Limitations cited are class imbalance (rare dynamic objects versus static background), dependence on sensor modality and calibration, residual susceptibility to ghost targets, moderate precision in radar-only regimes, and the necessity for offline batch processing in high-quality label pipelines. Extensions under exploration include improved cell clustering, direct end-to-end learning of the inverse sensor model, full 3D continuous-space inference, and combined detection–forecasting modules with learned semantics (Ronecker et al., 2024, Chen et al., 2022, Asghar et al., 2024).
7. Future Research Directions
Current work addresses:
- End-to-end differentiable DOGM/state estimation (Ronecker et al., 2024)
- Multi-class and multi-modality (combining radar, lidar, camera) DOGM pipelines (Asghar et al., 2024, Schreiber et al., 2022)
- Stochastic prediction with uncertainty-calibrated forecasts for risk-sensitive planning (Xie et al., 2022)
- Continuous-space DOGM representation and efficient RFS-based Bayesian updates (Chen et al., 2022)

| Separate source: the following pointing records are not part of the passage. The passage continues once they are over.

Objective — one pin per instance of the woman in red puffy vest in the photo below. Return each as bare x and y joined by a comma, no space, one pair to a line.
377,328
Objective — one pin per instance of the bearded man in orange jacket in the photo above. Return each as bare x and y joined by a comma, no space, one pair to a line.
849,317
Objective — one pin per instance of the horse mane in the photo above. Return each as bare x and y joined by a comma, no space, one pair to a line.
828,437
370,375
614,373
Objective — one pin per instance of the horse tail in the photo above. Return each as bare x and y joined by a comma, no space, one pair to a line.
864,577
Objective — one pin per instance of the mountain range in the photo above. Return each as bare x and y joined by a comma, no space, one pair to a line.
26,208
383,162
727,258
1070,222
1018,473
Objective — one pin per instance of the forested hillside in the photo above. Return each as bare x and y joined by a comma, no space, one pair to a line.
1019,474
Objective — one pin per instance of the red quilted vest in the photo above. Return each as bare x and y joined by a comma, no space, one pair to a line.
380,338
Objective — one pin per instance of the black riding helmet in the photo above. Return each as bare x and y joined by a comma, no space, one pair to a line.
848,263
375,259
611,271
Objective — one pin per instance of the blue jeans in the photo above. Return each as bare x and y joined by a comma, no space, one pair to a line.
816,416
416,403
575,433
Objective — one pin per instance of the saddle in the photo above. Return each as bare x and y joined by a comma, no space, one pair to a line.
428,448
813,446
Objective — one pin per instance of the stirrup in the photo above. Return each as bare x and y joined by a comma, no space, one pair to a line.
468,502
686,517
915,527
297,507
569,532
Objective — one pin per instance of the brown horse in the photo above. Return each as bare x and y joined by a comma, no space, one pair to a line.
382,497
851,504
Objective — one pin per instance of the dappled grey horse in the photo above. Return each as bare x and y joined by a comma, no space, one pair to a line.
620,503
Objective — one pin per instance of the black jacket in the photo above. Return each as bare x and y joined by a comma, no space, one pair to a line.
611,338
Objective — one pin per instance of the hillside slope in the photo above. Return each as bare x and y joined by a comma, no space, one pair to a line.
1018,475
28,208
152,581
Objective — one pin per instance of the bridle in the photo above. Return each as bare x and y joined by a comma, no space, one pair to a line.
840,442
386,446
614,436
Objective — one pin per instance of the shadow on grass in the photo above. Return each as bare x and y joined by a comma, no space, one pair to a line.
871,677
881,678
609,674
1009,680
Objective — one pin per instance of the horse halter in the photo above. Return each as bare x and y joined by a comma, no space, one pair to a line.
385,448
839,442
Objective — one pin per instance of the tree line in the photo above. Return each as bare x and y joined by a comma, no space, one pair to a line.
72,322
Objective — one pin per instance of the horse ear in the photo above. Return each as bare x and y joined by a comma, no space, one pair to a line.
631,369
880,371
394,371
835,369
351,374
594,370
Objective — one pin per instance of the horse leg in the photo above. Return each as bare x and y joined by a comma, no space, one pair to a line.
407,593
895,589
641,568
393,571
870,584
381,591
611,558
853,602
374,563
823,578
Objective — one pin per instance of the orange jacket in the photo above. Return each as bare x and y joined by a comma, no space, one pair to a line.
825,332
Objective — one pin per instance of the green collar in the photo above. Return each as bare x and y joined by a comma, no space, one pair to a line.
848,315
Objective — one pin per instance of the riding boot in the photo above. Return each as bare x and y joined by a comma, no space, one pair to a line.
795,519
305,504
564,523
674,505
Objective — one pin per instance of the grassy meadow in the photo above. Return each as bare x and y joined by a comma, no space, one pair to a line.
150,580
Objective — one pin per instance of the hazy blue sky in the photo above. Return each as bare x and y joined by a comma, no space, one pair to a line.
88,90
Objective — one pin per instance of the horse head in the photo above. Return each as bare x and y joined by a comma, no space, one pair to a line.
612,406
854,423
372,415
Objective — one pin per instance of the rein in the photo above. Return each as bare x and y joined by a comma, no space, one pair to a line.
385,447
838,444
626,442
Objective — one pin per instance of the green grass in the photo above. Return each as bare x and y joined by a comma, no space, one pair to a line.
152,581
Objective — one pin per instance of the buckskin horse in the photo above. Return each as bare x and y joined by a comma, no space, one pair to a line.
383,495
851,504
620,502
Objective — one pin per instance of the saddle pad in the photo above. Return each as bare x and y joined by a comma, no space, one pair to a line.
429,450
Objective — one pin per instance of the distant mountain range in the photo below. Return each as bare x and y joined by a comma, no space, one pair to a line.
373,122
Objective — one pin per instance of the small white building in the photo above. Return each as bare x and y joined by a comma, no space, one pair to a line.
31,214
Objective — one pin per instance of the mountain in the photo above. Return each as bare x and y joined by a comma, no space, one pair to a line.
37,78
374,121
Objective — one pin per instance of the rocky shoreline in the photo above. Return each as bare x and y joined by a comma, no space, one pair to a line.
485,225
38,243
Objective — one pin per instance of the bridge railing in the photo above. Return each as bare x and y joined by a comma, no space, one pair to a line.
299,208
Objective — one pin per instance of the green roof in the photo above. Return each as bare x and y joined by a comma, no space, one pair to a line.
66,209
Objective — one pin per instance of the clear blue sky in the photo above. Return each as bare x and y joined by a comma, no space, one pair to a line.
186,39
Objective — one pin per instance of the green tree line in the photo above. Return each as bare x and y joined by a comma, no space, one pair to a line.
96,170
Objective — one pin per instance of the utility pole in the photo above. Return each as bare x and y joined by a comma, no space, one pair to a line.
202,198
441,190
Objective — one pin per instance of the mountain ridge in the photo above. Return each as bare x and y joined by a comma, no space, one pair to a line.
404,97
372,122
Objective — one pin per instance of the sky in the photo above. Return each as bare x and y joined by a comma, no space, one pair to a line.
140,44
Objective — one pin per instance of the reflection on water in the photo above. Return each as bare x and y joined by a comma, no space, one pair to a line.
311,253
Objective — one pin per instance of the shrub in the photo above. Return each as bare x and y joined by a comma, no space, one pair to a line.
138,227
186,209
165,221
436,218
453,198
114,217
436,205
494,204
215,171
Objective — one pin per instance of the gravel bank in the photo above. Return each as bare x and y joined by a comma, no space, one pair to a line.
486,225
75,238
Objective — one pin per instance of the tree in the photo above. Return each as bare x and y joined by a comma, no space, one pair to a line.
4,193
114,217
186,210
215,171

- Instance segmentation and dynamic/semantic fusion on grid maps for robust tracking and prediction (Asghar et al., 2023, Asghar et al., 2024)
- Cloud-based collective DOGM fusion for connected vehicle networks (Lampe et al., 2020)
The DOGM framework thus represents a core methodology for integrated, uncertainty-aware, and scalable environment modeling in the perception and decision stacks of autonomous robotic systems.